# Bountiful Baskets



## Moby76065 (Jul 31, 2012)

http://bountifulbaskets.org/

This seems pretty cool.
It's a CO-OP where you "donate" $15 plus a $1.50 handling fee.
You get roughly a laundry basket of fruits and produce from local suppliers.
You cannot choose what you get. Each location gets truck loads of goods and there spilt up among those who paid the beginning of the week.
I saw this on another forum and it look good. You can pre "donate" up to three baskets full weekly. I just signed up and will donate Monday for next Sat. pick up. I'll report back. Their in cities accross the nation. Pretty cool idea.

I just got 10 cases of quart jars.
What a perfect way to fill them up!


----------



## Marcus (May 13, 2012)

Let me know how it goes since I assume you'll be heading my way.


----------



## Moby76065 (Jul 31, 2012)

Marcus said:


> Let me know how it goes since I assume you'll be heading my way.


Yes sir it is down your way.
So why have we not gotten together yet?
We need to get together either down there or here for a bite to eat!

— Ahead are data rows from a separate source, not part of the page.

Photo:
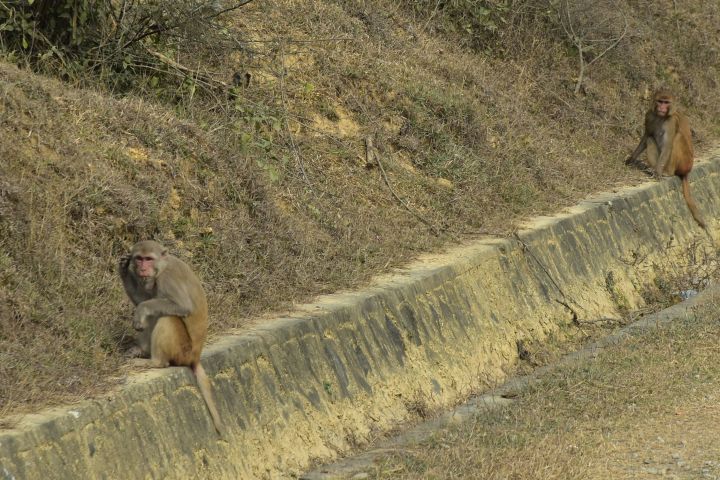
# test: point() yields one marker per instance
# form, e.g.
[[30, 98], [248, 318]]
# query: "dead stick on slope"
[[371, 158]]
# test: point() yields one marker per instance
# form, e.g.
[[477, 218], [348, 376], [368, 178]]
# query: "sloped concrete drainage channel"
[[310, 386]]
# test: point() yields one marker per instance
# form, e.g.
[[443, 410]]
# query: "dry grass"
[[270, 195], [641, 409]]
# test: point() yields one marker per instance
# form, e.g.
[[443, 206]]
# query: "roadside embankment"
[[336, 372]]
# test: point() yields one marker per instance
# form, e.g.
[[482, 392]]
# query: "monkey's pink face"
[[662, 107], [145, 266]]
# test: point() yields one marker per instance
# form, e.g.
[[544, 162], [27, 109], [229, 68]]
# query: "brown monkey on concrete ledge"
[[668, 141], [171, 312]]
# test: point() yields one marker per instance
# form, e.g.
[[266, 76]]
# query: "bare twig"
[[373, 158], [283, 98]]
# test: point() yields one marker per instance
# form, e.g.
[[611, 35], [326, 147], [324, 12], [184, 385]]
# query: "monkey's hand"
[[141, 318], [124, 265]]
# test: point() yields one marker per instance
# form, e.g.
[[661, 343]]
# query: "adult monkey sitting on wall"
[[171, 312], [668, 141]]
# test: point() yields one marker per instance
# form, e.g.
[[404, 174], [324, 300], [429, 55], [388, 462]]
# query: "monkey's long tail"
[[691, 203], [206, 392]]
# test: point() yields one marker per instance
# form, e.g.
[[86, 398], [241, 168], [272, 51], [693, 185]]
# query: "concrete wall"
[[336, 372]]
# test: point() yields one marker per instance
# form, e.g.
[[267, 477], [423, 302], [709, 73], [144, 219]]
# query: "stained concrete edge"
[[353, 467], [334, 373]]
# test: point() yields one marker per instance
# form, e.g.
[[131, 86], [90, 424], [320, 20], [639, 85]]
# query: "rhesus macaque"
[[668, 141], [171, 312]]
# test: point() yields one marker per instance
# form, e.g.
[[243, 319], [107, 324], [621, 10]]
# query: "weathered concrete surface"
[[503, 396], [335, 372]]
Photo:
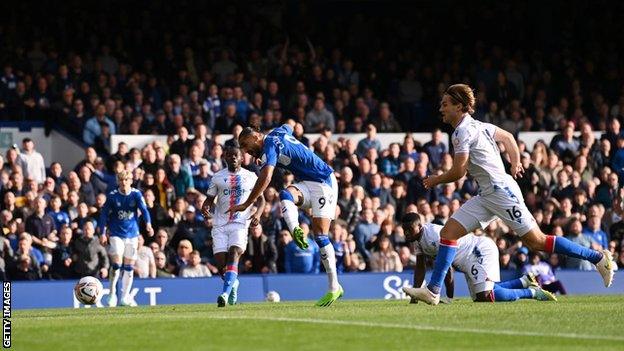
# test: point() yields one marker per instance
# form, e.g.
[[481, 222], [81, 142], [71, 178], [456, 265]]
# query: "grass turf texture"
[[574, 323]]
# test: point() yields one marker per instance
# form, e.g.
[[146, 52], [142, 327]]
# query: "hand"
[[430, 182], [517, 170], [446, 300], [150, 230], [206, 213], [238, 208], [255, 220]]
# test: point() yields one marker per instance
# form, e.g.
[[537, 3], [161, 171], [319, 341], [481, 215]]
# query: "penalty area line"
[[424, 327]]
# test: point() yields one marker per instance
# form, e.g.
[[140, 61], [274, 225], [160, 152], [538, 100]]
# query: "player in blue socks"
[[230, 186], [476, 151]]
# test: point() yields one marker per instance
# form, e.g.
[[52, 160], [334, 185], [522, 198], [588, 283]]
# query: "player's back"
[[281, 148], [231, 189], [428, 243], [122, 212], [484, 163]]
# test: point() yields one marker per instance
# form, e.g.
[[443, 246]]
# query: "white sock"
[[290, 214], [328, 256], [126, 284], [113, 277]]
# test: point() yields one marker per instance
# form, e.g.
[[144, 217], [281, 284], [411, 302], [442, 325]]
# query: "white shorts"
[[128, 248], [505, 203], [232, 234], [321, 197], [481, 268]]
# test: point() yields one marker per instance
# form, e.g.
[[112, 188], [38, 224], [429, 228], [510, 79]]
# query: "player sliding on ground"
[[499, 194], [230, 186], [120, 215], [317, 189], [477, 258]]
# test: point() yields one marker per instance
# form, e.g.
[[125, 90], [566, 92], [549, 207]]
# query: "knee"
[[535, 242], [286, 195], [485, 296]]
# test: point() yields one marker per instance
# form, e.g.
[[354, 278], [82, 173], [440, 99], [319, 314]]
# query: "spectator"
[[32, 162], [145, 265], [92, 128], [179, 177], [62, 262], [575, 235], [89, 257], [319, 118], [161, 265], [194, 268], [544, 274], [41, 225], [598, 237], [384, 258], [364, 232], [261, 253], [297, 260]]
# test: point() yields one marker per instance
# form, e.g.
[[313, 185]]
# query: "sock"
[[231, 274], [446, 254], [504, 294], [113, 277], [126, 281], [328, 257], [512, 284], [289, 210], [566, 247]]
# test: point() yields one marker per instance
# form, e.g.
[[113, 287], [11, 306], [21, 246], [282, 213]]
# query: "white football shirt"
[[231, 189], [484, 161]]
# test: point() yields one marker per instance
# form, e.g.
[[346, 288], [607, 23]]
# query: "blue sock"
[[446, 254], [566, 247], [503, 294], [511, 284], [231, 274]]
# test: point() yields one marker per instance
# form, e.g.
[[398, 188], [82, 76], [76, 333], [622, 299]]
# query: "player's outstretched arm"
[[458, 170], [263, 181], [419, 271], [511, 146]]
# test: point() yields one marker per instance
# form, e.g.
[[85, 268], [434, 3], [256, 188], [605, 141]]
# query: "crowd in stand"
[[151, 80]]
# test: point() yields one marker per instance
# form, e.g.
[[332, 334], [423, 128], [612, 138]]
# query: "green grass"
[[574, 323]]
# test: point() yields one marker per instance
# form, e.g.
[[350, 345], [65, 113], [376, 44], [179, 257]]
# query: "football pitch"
[[573, 323]]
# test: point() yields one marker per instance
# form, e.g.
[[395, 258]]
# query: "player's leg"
[[508, 204], [219, 248], [323, 200], [230, 278], [115, 251], [291, 198], [131, 246], [536, 240]]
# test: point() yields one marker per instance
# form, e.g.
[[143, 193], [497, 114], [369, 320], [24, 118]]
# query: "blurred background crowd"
[[194, 71]]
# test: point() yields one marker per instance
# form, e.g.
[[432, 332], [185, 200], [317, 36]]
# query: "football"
[[272, 296], [88, 290]]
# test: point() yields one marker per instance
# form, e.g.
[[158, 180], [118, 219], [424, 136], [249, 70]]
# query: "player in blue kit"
[[317, 189], [120, 215]]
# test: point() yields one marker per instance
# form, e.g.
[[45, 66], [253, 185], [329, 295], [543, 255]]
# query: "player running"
[[120, 215], [499, 195], [230, 186], [477, 258], [317, 189]]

Busy next Sat morning? I pick up the basket then. Breakfast?
I'll show ya what I got.


----------



## Marcus (May 13, 2012)

Moby76065 said:


> Busy next Sat morning? I pick up the basket then. Breakfast?
> I'll show ya what I got.


There's a decent restaurant (Cancuns) across the street from the pickup point. I get off work at 7 AM if you don't mind me smelling bad. Or we can make it 8AM so I can run home and take a shower.


----------